The euro is in less than a
quarter-cent range today.
It appears sandwiched between two large option expirations today. There
is one set at $1.1350 for 1.5 bln euros and the other set is struck at $1.1375
for 1.3 bln euros. In addition, there are options for another 1.4 bln
euros at GBP0.8350, which it has straddled today. Sterling closed
above $1.36 yesterday for the first time in a month. It has not traded
below there today. However, there is no upside momentum to speak of, and
a break of GBP1.36 could spur some disappointed selling. Nearby support
is seen in the $1.3560-$1.3580 area.
America
With US inflation running
hotter longer than expected, the leading hawk at the Fed, Bullard, draws much
attention.

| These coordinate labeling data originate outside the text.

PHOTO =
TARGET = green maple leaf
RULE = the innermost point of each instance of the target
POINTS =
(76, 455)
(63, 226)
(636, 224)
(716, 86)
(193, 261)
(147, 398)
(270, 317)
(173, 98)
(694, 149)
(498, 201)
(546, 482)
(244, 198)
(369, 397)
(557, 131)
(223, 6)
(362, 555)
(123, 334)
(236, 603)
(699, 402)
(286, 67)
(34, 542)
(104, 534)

The
question is has he won over his colleagues. And it does not look like he
has fully. While the recent comments and the FOMC minutes show Fed
officials willing to accelerate the pace of tightening, they do not seem quite
ready to follow his aggressive call for a 100 bp hike in the next three meetings and
an aggressive unwind of the balance sheet. The Fed funds futures market
is roughly split between 75 and 100 bp here in H1. The odds of a 50 bp
hike next month has fallen from about 80% on February 10 to a little less than
35%, the lowest in two weeks. Williams, Evans, and Waller speak
about the economy today, while Brainard will discuss central bank digital
currencies. Elsewhere, note that the Senate passed a stop-gap funding
bill that buys three more weeks to get the budget done.
The US reports existing home
sales today. A
small decline is expected. Yesterday, investors learned that housing starts
fell for the first time in four months. A recent survey found a record low
number (25%) of Americans think it is a good time to buy a house. Canada
reports December retail sales. A poor number is expected. However,
it is seen as a bit of an outlier, and like the US experienced, a recovery is
expected to have held last month. Meanwhile, the Canadian government is
stepping up its effort to squash the protests in Ottawa. It is invoking its
emergency powers to disrupt the protesters by getting the financial
institutions involved. The confrontation does not appear
over.
The Canadian dollar is coiling. The greenback remains within the range seen Wednesday (~CAD1.2665-CAD1.2730), which itself is within a range capped by CAD1.2800. It is straddling the CAD1.2700 area, where a $1.25 bln option expires today. The US dollar is little changed against the Mexican peso and is holding below the 200-day moving average (~MXN20.3430), which it settled below on Wednesday for the first time since September. The dollar has lost about 1% against the peso this week, its third consecutive weekly decline. Indeed, since the end of last November, the peso has only depreciated for two weeks, both at the end of last month. Still, a consolidative session is likely to persist. We suspect that with a long US holiday weekend ahead, and great geopolitical uncertainty, the appetite for risk may be kept in check in the North American session.